Aug 15, 2011 12:55
I know I said I'd try to be around here more. I'm failing at that. Main problems being that there isn't that much of excitement to report, and most of what I COULD talk about is kinda shitty. Not in a "oh my god my life sucks entirely" kinda way, but would it ever come across that way.
Ok, a little of that too, I can't say just walking off and disappearing isn't rather tempting right now, for a lot of reasons. Which, I found out, is exactly what the guy who replaced my windows years back, and then broke one and I couldn't get a hold of to replace it when it came in. Found a new window dude, who a) actually replaced the window so there isn't a 1 inch gap covered in painters tape so it's not almost totally open to the elements anymore, and b) knew previous window dude and said "oh, yeah, this and this happened and then he just skipped out on everyone and no one knows where he went."
Oh, and my mother tried to break her leg (again) today.

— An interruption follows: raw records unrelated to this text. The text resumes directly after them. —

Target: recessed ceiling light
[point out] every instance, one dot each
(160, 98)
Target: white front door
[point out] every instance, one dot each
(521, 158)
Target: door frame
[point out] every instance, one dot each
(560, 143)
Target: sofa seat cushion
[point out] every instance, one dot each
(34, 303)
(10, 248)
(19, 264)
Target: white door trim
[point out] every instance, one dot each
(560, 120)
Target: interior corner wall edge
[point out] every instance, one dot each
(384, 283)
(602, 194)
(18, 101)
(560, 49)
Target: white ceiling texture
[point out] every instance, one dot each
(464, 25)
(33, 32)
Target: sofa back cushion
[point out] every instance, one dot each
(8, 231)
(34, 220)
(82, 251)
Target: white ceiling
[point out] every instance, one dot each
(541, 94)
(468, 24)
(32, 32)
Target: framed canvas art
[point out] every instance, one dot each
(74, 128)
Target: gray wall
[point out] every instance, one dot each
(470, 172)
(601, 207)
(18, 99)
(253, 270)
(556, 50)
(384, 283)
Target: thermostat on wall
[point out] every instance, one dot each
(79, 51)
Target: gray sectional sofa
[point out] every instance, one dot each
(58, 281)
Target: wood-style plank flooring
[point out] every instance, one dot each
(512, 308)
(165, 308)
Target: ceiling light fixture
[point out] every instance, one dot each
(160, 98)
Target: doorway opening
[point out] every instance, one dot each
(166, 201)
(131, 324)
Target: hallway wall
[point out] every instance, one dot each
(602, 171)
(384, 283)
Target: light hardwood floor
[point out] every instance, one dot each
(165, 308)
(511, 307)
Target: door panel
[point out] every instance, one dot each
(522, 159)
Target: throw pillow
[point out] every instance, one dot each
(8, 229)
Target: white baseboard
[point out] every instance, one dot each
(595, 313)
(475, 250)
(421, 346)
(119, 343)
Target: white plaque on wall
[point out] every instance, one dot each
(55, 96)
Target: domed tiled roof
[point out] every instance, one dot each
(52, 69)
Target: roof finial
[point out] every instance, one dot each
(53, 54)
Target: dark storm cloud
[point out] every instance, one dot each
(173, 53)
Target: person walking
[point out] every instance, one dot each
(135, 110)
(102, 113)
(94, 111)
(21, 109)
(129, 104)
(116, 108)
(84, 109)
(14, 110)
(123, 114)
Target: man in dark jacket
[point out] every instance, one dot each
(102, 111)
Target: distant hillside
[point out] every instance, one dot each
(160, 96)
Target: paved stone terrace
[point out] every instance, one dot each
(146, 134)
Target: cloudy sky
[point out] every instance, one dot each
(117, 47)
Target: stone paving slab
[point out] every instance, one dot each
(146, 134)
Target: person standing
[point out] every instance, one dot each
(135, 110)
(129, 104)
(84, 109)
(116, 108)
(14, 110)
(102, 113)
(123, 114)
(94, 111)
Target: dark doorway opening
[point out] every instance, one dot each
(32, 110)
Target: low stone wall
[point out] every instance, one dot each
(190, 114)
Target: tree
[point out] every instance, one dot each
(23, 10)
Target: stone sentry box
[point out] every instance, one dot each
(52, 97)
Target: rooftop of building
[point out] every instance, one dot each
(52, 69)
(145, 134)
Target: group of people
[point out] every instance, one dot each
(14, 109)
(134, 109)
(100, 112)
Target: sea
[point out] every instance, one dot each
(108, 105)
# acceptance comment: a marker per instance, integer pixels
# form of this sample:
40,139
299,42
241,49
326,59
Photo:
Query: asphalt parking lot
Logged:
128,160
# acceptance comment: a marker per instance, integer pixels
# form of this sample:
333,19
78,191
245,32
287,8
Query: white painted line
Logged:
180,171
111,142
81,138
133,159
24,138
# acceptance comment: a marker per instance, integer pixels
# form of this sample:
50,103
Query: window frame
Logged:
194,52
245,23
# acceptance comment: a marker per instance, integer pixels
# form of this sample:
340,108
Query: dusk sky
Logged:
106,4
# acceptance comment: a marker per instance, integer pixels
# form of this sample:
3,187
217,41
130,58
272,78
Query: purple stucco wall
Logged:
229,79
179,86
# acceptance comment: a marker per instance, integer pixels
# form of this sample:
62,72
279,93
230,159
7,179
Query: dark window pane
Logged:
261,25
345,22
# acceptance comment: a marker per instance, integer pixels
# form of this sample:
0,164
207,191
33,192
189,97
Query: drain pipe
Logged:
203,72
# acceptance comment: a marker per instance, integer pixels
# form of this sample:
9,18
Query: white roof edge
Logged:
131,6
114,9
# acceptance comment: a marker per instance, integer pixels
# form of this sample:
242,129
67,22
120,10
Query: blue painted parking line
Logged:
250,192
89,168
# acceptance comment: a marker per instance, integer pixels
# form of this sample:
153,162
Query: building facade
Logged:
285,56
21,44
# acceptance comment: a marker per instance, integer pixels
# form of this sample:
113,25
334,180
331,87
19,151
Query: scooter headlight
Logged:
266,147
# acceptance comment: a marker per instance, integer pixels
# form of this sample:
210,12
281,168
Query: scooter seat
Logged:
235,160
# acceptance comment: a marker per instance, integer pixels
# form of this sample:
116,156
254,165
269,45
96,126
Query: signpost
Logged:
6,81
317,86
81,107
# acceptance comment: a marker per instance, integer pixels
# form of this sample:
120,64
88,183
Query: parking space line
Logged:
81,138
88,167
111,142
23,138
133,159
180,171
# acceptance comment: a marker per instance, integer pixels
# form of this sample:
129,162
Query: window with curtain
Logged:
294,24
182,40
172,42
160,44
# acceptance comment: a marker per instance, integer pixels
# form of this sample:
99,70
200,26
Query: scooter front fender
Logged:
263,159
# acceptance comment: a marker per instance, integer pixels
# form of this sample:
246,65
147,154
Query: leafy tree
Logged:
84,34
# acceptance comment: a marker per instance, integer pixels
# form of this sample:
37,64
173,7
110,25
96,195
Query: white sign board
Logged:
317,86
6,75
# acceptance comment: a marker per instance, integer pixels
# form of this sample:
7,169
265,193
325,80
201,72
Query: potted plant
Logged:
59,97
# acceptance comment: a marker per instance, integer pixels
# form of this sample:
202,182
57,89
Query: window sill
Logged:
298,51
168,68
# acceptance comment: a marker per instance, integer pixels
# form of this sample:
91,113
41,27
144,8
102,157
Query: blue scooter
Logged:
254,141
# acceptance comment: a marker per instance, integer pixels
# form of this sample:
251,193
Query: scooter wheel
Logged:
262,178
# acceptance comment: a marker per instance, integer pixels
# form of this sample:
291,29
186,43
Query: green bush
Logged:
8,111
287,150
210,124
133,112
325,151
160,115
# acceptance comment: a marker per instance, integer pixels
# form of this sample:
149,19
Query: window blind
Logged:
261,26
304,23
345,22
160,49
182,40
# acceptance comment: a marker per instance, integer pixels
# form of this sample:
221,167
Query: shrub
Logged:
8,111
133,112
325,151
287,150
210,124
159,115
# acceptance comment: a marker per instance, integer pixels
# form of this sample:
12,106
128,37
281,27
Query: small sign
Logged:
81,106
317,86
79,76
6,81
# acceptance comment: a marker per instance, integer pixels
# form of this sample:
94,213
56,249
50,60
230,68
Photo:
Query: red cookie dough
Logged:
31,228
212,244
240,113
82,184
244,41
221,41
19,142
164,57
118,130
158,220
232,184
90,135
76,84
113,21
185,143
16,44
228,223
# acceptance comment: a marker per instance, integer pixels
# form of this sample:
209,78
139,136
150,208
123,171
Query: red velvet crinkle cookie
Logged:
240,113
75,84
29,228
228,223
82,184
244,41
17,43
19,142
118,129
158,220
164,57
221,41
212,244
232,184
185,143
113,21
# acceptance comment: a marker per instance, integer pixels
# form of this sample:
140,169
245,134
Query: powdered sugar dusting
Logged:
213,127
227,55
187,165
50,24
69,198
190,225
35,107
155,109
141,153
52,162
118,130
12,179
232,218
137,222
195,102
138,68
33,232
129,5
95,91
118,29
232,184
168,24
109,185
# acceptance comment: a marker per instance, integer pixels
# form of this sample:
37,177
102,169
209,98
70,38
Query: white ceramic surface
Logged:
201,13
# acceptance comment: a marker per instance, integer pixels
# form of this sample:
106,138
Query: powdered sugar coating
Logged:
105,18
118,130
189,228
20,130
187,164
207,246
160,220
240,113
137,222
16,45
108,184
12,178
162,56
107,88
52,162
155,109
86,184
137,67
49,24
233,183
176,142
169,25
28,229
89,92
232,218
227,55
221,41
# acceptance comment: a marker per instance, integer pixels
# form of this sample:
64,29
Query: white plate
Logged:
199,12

They're off at urgent care at the moment trying to find out just how badly she fucked up her knew THIS time- this knee has been a major issue for months but she hasn't gone to a doctor for it (with somewhat understandable reasons, last doctor she went to for the broken arm/hand made things worse, not better).
Mostly I've been spending my time cleaning and throwing shit away- their office, that they haven't used in years but we've had rented out, has had serious major what-the-fuck-were-you-thinking-not-telling-us-anything-about-it-you-asshole issues, the current renter is so very gone the end of this month (which was as fast as it could be with notice, etc.) but the person he was subletting to...without our permission, being allowed in the lease, telling us, anything, is staying on, and seems to be more reasonable (the not telling us the roof was falling off and there were huge leaks, and the subletting, being only two of the many and varied reasons he is best gotten rid of, and would have been years ago had anyone actually been around to deal with ANY of this shit instead of being at the other place dealing with all of that shit). So so so so SO many dead trees died for my mother's yearly updating lawbooks, I spent many a childhood hour doing the trained monkeywork of opening those binders and trading out pages, and now I'm taking them apart to sort between trash and recycling as it ALL GOES. Aside from not actively practicing- internet, yay! You can actually get the updated info now. They're out of date with the last supplements anyway. I'm on a break at the moment as I can't get into the room with the next chunk of things I know what I can do with, as the renter has filled that room with his stuff- mind you, he was ONLY supposed to be in one room, that wasn't that one, as yet another reason he's so gone (we don't even know how the fuck he got a key to the rooms he started using).
See? That's just the tip of the depressing iceberg. There is also all sorts of this and that and pains in the ass, and it's kind of horrible but it's not actually the end of the world and talking about it just makes it all seem like my life is horrible, which it really isn't. So, yeah. If I ever have some not whinging to talk about, I'll do that, because you really don't need to hear about the roof replacements and the cleaning, forever. It's also kind of boring as shit to talk about, so, there you go.